From the above, we see that altering the number of bins alters the binwidth (ie. the range in which occurrence are counted). Thus, altering the bins can influence the distribution that we see. The histograms above seem to be left skewed and a lot of the tooth length values fall between 22.5 and 27.5 when 7 bins were used.

Box plot

Box and whisker plots also show data distribution. Unlike a histogram, we can readily see summary statistics such as median, 25th and 75th percentile, and maximum and minimum.

The default statistical tranformation of a box plot in ggplot2 is stat_boxplot which calculates components of the boxplot. To construct a box plot in ggplot2, we use the geom_boxplot argument. Note that within geom_boxplot we do not need to explicitly state stat="boxplot" because it is default. Below, we have a default boxplot depicting tooth length across the treatment groups. Potential outliers are presented as points.
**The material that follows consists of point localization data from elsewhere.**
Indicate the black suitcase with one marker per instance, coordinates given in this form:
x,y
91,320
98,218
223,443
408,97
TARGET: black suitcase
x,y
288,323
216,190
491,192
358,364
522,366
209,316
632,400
ggplot(data=a1, mapping=aes(x=factor(dose), y=len, color=supp))+
geom_boxplot()

Rather than showing the outliers, we could instead add on geom_point to overlay the data points. Here, in geom_boxplot we set outlier.shape=NA to remove the outliers for the purpose of avoiding duplicating a data point. Within geom_point we set the position of the points to position_jitterdodge to avoid overlapping of points whose values are close together (set by jitter.width) and overlapping of points from measurements derived from different supplements (dodge.width).

ggplot(data=a1, mapping=aes(x=factor(dose), y=len, color=supp))+
geom_boxplot(outlier.shape=NA)+
geom_point(position=position_jitterdodge(jitter.width=0.3,
                                         dodge.width=0.8))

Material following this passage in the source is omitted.